This document describes genome music bmr calc-covg version 0.04 (2016-01-01 at 23:10:18)


genome music bmr calc-covg --gene-covg-dir=? --roi-file=? --reference-sequence=?
--bam-list=? --output-dir=? [--cmd-list-file=?] [--cmd-prefix=?] [--normal-min-depth=?]
[--tumor-min-depth=?] [--min-mapq=?]

General usage:

... music bmr calc-covg \
--bam-list input_dir/bam_list \
--output-dir output_dir/ \
--reference-sequence input_dir/all_sequences.fa \
--roi-file input_dir/all_coding_exons.tsv

To create a list of commands that will allow the processing of each tumor-normal pair in
parallel with an LSF job scheduler:

... music bmr calc-covg \
--bam-list input_dir/bam_list \
--output-dir output_dir/ \
--reference-sequence input_dir/all_sequences.fa \
--roi-file input_dir/all_coding_exons.tsv \
--cmd_list_file parallelizable_commands \
--cmd_prefix bsub

In the above case, the commands printed into the output file "parallelizable_commands" can
be run in parallel. After they complete, rerun this script as printed directly below
(--cmd_list_file and --cmd_prefix have been removed) to merge the parallelized

... music bmr calc-covg \
--bam-list input_dir/bam_list \
--output-dir output_dir/ \
--reference-sequence input_dir/all_sequences.fa \
--roi-file input_dir/all_coding_exons.tsv


gene-covg-dir Text
Directory where per-sample gene coverage files are located

roi-file Text
Tab delimited list of ROIs [chr start stop gene_name] (See Description)

reference-sequence Text
Path to reference sequence in FASTA format

bam-list Text
Tab delimited list of BAM files [sample_name normal_bam tumor_bam] (See Description)

output-dir Text
Directory where output files and subdirectories will be written


cmd-list-file Text
A file to write calcRoiCovg commands to (See Description)

cmd-prefix Text
A command that submits a job to your cluster (See Description)

normal-min-depth Integer
The minimum read depth to consider a Normal BAM base as covered

tumor-min-depth Integer
The minimum read depth to consider a Tumor BAM base as covered

min-mapq Integer
The minimum mapping quality of reads to consider towards read depth counts


This script counts bases with sufficient coverage in the ROIs of each gene in the given
pairs of tumor-normal BAM files and categorizes them into - AT, CG (non-CpG), and CpG
counts.
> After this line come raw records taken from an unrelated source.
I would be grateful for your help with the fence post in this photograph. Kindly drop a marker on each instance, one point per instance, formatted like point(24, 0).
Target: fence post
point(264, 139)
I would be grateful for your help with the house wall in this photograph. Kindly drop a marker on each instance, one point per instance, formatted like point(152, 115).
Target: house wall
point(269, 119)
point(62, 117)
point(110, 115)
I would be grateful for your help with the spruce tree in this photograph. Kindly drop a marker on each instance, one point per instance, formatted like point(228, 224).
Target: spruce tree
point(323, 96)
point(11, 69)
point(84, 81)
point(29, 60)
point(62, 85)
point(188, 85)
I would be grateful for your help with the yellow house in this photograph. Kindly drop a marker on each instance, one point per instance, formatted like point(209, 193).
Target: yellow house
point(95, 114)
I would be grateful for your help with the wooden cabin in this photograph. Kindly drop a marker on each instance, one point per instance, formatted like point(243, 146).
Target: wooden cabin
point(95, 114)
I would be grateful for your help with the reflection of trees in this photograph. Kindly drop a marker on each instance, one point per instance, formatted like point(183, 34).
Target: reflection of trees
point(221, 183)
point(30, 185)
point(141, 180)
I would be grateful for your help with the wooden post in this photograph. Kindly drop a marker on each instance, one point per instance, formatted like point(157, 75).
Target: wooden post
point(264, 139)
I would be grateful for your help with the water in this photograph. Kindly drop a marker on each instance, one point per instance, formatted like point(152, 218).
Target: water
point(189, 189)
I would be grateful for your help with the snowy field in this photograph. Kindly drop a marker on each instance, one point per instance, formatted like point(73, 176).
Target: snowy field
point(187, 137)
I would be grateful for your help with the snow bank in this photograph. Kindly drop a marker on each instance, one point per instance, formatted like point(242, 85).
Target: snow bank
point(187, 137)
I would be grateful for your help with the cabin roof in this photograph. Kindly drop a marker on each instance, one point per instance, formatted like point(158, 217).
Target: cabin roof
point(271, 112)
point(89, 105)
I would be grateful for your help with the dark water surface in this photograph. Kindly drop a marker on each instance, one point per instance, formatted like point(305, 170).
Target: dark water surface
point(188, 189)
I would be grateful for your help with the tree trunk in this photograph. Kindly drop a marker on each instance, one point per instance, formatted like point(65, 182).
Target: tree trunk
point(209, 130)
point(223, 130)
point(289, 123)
It also adds up these base-counts across all ROIs of each gene for each sample,
but covered bases that lie within overlapping ROIs are not counted more than once towards
these total counts.

By default, this script runs a C-based tool named calcRoiCovg for each sample one after
another, taking ~30 mins per sample to generate per-ROI covered base counts. If the
results of calcRoiCovg for a sample already exists in the output subdirectory roi_covgs,
re-calculation is skipped. This allows you to run your own calcRoiCovg jobs in parallel or
on multiple machines (Keep reading).

Speed things up by running calcRoiCovg jobs in parallel: If a compute cluster or multiple
machines are available, run this script twice as follows:

· Define cmd-list-file and cmd-prefix to generate a file with commands that can be
submitted to a cluster or run manually. These jobs will write per-ROI base counts in a
subdirectory roi_covgs.

· After all the parallelized calcRoiCovg jobs are completed, run this script again to
add them up and generate the final per-gene base counts in a subdirectory gene_covgs.
Remember to remove the cmd-list-file and cmd-prefix arguments or you will just be re-
creating a list of commands.


The regions of interest (ROIs) of each gene are typically regions targeted for
sequencing or are merged exon loci (from multiple transcripts) of genes with 2-bp
flanks (splice junctions). ROIs from the same chromosome must be listed adjacent to
each other in this file. This allows the underlying C-based code to run much more
efficiently and avoid re-counting bases seen in overlapping ROIs (for overall covered
base counts). For per-gene base counts, an overlapping base will be counted each time
it appears in an ROI of the same gene. To avoid this, be sure to merge together
overlapping ROIs of the same gene. BEDtools' mergeBed can help if used per gene.
The reference sequence in FASTA format. If a reference sequence index is not found
next to this file (a .fai file), it will be created.
Provide a file containing sample names and normal/tumor BAM locations for each. Use
the tab- delimited format [sample_name normal_bam tumor_bam] per line. Additional
columns like clinical data are allowed, but ignored. The sample_name must be the same
as the tumor sample names used in the MAF file (16th column, with the header
Specify an output directory where the following will be created/written: roi_covgs:
Subdirectory containing per-ROI covered base counts for each sample. gene_covgs:
Subdirectory containing per-gene covered base counts for each sample. total_covgs:
File containing the overall non-overlapping coverages per sample.
Specify a file into which a list of calcRoiCovg jobs will be written to. These can be
scheduled in parallel, and will write per-ROI covered base-counts into the output
subdirectory roi_covgs. If cmd-list-file is left unspecified, this script runs
calcRoiCovg per sample one after another, taking ~30 mins per sample, but it skips
samples whose output is already in roi_covgs.
Specify a job submission command that will be prefixed to each command in cmd-list-
file. This makes batch submission easier. Just run the cmd-list-file file as a shell
script to submit jobs. cmd-prefix is "bsub" if your cluster uses the LSF job
scheduler, or "qsub" in Torque. Add arguments as necessary. For example, "bsub -M 4GB"
sets a soft memory limit of 4GB.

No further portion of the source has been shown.